Have you seen that law about taxes for ecommerce in Europe? In the US, the shop collects tax for the country the shop is based in. In Europe, the shop has to pay taxes related to the country the people buying the products are in. This significantly increases the complexity of running an ecommerce business in Europe.
It was an idea with some logic behind it, but it basically cripples European internet businesses compared to US ones by making taxes that much complicated to calculate.
> In the US, the shop collects tax for the country the shop is based in.
Legally, Americans are obligated to pay sales tax for internet purchases in the state where we live.

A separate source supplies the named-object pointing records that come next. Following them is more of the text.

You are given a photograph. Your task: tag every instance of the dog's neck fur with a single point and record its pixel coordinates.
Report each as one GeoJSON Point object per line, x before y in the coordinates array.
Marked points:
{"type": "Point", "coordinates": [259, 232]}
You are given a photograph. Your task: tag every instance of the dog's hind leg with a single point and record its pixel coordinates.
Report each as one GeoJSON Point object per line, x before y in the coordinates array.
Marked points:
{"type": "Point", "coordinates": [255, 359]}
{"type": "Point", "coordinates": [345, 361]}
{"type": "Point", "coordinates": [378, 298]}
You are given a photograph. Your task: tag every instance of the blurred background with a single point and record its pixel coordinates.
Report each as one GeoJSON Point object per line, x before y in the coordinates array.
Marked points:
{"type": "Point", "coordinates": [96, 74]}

There's a form for it, every year.
The American move is to shift the burden of tax collection onto the customer, thus ensuring that the taxes are evaded rather than paid. I don't really see moving bureaucracy onto customers rather than businesses - thus increasing the total amount of records that must be kept and paperwork that must be filed to abide perfectly by the law and pay one's taxes - as a good thing.
Agree. But it's not too bad as long as the companies require invoice (in EU sense of the term) to include VAT/VIES/CIF. The cost or price of an outside accountant to deal with your tech is not too affordable for a startup... 20,000+ euro/year just to do the book keeping.
Creating a company, at least in the UK is extremely simple. The one stop VAT rules CM30 mentioned have been onerous enough to stop smaller ecommerce places going EU wide. There were a lot of blog posts about it not being worth the hassle around the time of it's introduction.
But it's not just the bureaucracy, at least in the UK. It's the perception and treatment after a failure. It almost damns you for life. The banks won't want to lend, VCs here seem to want more of a sure thing. There seems to be little of the US attitude of "OK you failed, what you going to try next?". OK that was a lot of sweeping generalisations, and there are exceptions to the rule, but you get the idea.
I've recently given up trying in the EU (for now). In the US, it's really easy (rocketlawyer.com/square.com), here it's a relative nightmare. From accounting and taxes to liability to contract and employment law to even relatively simple things like opening a bank account it's not startup friendly. IMO, most of the EU regulations and frameworks were developed within the confines of local low-risk capitalized companies, such as agriculture or hair salons. And as soon as you try to move money outside the EU, you might as well throw it in a bonfire.
If the "lost" decade refers to the sluggish growth of Japan starting beginning of the century, let's not forget that Japanese population growth has been negative for a while. The per capita economic performance of the country is much less lost in that regard.